Lament for The End of the World

“The overwhelming fact remains that some people at NotW at some points did things which no newspaper should ever do.”

Charlie Brooke Inviestgative Journalism News Corp Phone Hacking Rebekah Brooks Rupert Murdoch Scandal The News of the World Wall St

“The Sun remains a glorious birth;
But yet I know, where’er I go,
That there hath pass’d away a glory from the earth.”

William Wordsworth (almost) said that – and he could conceivably have picked up the first edition of The News of the World in 1843, and read avidly for seven years until becoming one with the earth, or whatever it is Romantic poets do after they die.

In amongst the scandal and opportunistically manufactured outrage at the state of everybody’s voicemail five years ago, it’s important to remember that Europe’s most-read and most lucrative newspaper is no more.

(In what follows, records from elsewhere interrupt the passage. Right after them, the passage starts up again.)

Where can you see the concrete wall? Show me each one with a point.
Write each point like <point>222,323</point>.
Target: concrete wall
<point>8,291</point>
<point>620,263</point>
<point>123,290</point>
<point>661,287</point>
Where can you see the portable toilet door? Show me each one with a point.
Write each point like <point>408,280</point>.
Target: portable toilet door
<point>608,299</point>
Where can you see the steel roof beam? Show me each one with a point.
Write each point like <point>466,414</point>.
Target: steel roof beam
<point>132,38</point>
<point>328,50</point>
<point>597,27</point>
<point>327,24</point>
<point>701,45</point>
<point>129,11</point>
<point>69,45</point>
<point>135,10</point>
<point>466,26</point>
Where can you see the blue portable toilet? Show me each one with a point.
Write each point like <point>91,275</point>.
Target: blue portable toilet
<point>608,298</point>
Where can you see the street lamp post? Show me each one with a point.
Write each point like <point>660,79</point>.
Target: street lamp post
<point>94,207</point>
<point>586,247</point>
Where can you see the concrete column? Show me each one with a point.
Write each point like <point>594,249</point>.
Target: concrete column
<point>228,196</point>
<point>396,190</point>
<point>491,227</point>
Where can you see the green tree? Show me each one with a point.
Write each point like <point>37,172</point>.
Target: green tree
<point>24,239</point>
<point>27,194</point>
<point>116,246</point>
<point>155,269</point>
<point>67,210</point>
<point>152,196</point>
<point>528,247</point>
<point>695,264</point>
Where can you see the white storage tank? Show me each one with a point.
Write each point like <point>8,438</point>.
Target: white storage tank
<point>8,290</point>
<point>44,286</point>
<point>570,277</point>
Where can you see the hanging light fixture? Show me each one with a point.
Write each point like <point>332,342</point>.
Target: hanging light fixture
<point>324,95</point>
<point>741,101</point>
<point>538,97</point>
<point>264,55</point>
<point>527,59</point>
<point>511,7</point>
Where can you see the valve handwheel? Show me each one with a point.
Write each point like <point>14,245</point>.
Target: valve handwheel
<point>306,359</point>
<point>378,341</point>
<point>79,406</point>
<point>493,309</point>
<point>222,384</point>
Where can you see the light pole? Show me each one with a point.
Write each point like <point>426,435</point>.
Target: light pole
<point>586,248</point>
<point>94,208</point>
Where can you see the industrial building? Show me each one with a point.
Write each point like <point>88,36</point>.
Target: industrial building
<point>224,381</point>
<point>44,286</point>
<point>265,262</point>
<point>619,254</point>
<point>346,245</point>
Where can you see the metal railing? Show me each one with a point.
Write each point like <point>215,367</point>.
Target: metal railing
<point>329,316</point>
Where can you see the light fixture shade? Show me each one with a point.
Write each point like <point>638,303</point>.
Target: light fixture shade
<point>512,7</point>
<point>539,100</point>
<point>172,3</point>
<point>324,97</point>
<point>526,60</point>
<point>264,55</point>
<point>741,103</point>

And there’s nothing to fill the gap.

NotW more than outsold its two closest tabloid competitors put together, and shifted more papers each Sunday than the entire broadsheet press. Economically, even if not ethically, NotW was healthy and strong where so much else is decrepit and fading. For anybody who likes print journalism, be that making it or reading it; this is a great loss.

The End of the World

And it wasn’t a necessary loss – at least from some perspectives. The paper’s closure was an act of ruthless businessmanship by Murdoch and the gang to save the rest of their media goodies. Although admittedly it’s not completely working so far.

The end of NotW has been compared to cutting off a gangrenous arm, but for the octopus News Corp it’s realistically more like half a tentacle. Despite being a bigshot in UK newsagents, NotW represented something like 1% of the company’s total revenue – no loss at all to Wall Street fatcats. It’s an awful reminder that the whims and priorities of a small set of people far away can have such a huge impact on whole industries at once.

I’m aware that I am, thus far, giving our fellow red-top a pretty lenient time of it. But, the overwhelming fact remains that some people at NotW at some points did things which no newspaper should do ever. And, as every professional journalist I know confirms, the idea that an editor wouldn’t know about something like phone hacking informing their big stories is bullshit.

Nobody’s trying to defend phone hacking (except this twit on Newsnight). But, what is worth defending is what went around it – the campaigns, the sense of humour, the serious investigations (even the last issue had a serious one on sex trafficking), and the unashamed populism – whatever form that took.

Did Murdoch ditch the wrong red top?

Pointing out corruption and double-standards and reminding everyone that the rich, the powerful, and the famous are just as fallible as everyone else is where NotW did best. And any judgement of the paper essentially comes down to whether that can outweigh the dishonest, illegal things the paper did. Sunday’s last issue was desperately keen to make the case that it does.

But, anyone who agrees is being left in an increasingly difficult position as more dirt arises on a daily basis, making ever-clearer the awful irony that, for a time, the paper was in no position at all to point out corruption or double-standards in anybody.

But that’s not the worst thing about The News of the World being proved royally wrong – the worst thing is The Guardian gets to be right. The Guardian, having admittedly done a competent job in exposing this mess, stands by with scarcely-concealed glee as its older brother gets dragged through the dirt, aiming the occasional kick to its nethers once it’s sure no one will mind.

Even Charlie Brooker admitted that NotW, on occasion, had the power to get through the otherwise-impenetrable haze of smuggery which surrounds him at all times. Who will do that now?

Now that the biggest, boldest and brashest paper has been cut down for overstepping the mark, who else do we expect to push the boundaries? Even without the threat of some kind of big brother for the PCC being thrown about, journalism without NotW will be a quieter and a safer thing.

And even if you don’t care about Cheryl Cole’s antics, that’s certainly a legitimate reason to be sad.